- Compromiso de permanencia: para darte un precio bajo, algunas empresas te obligan a quedarte 12 o 24 meses. En sectores tan volátiles como la energía, donde los precios pueden bajar drásticamente de un mes a otro, estar atrapado es perder dinero. La capacidad de cambiarte a una oferta mejor en cualquier momento tiene un valor económico real que debemos sumar al precio.

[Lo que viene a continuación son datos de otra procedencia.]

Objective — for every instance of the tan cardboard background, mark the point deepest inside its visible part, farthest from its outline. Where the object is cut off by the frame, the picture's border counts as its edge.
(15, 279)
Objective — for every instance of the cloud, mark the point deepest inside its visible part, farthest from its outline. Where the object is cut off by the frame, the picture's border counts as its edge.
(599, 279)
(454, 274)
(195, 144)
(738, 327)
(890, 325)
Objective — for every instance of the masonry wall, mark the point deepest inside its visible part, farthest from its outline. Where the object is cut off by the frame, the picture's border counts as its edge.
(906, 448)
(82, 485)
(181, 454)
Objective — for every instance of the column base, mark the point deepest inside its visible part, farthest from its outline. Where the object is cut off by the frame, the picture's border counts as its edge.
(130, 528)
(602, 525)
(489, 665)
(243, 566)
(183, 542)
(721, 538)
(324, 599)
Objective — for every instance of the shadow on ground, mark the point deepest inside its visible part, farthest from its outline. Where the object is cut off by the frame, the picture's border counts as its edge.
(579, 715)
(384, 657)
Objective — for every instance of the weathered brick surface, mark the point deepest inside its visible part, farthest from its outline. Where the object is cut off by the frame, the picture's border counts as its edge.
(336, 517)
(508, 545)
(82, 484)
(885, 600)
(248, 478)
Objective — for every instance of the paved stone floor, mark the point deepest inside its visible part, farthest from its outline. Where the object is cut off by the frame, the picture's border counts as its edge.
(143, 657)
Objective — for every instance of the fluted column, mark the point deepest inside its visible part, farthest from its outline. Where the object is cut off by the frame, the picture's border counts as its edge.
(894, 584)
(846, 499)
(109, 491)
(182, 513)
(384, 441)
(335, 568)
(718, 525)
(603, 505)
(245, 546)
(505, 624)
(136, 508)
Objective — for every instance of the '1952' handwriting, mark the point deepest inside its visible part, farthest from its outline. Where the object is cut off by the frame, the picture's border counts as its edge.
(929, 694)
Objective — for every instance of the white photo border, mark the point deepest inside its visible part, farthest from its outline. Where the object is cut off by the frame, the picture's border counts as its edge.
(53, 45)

- Servicios extra que no necesitas: a menudo, las compañías incluyen seguros de mantenimiento gratis el primer mes. Lo que muchos usuarios desconocemos es que esto constituye un contrato adicional al del suministro. Si no te fijas y empiezan a cobrarte pasados los 14 días de desestimiento, tu factura sube sin avisar sin poder darte de baja, aunque no lo quieras o no lo uses.
¿Cómo auditar tu tarifa de luz como un experto? Más allá del kWh
Un análisis riguroso de una tarifa eléctrica debería basarse en cinco pilares que determinan si estás ante una oferta honesta o ante un producto trampa:
1. El equilibrio entre la potencia y el consumo
No sirve de nada tener un kWh barato si el término de potencia (lo que pagas por tener luz, aunque no consumas) es desorbitado. Para un hogar medio, el cálculo ideal se hace sobre un consumo de unos 270 kWh/mes. Si tu consumo es bajo, te conviene priorizar una potencia barata; si sois muchos en casa, busca el kWh más competitivo.
2. La reputación real, ¿qué opinan sus clientes?
La realidad de cualquier empresa se cuenta en sus reseñas. Antes de contratar es vital analizar la satisfacción de otros clientes en las diferentes plataformas de opiniones: Google, Trustpilot o Selectra. Un mal servicio al cliente siempre termina costándole tiempo y dinero.
3. Herramientas de control en tiempo real
En 2026 es imprescindible que la compañía te ofrezca una app para ver tu consumo diario. Ver cuánto gastas al día te permite corregir hábitos (como usar los electrodomésticos de mayor consumo en horas caras) antes de que llegue el susto a final de mes.
4. Permanencia y penalizaciones
Las tarifas más competitivas hoy en día no tienen permanencia. En un mercado donde los precios cambian tanto, tener la libertad de cambiarte a otra oferta mejor en cualquier momento es una gran ventaja.
5. El origen de la energía
Más allá de la ética, la energía renovable es una garantía de estabilidad. Comprobar si la energía de dicha compañía es realmente verde evita que pagues recargos ocultos por emisiones de CO2 que pueden repercutir en tu factura.
Conectividad en el hogar: ¿dónde te están cobrando por lo que no usas?
En el ámbito de la fibra óptica, el ahorro no viene de contratar «lo más potente», sino de ajustar la tecnología a la arquitectura de tu casa y a tu uso real:
1. La velocidad de la fibra: el mito del 1 Gb
Las operadoras promocionan el 1 Gb (1.000 Mb) como el estándar necesario, pero para la inmensa mayoría de hogares españoles es un gasto superfluo.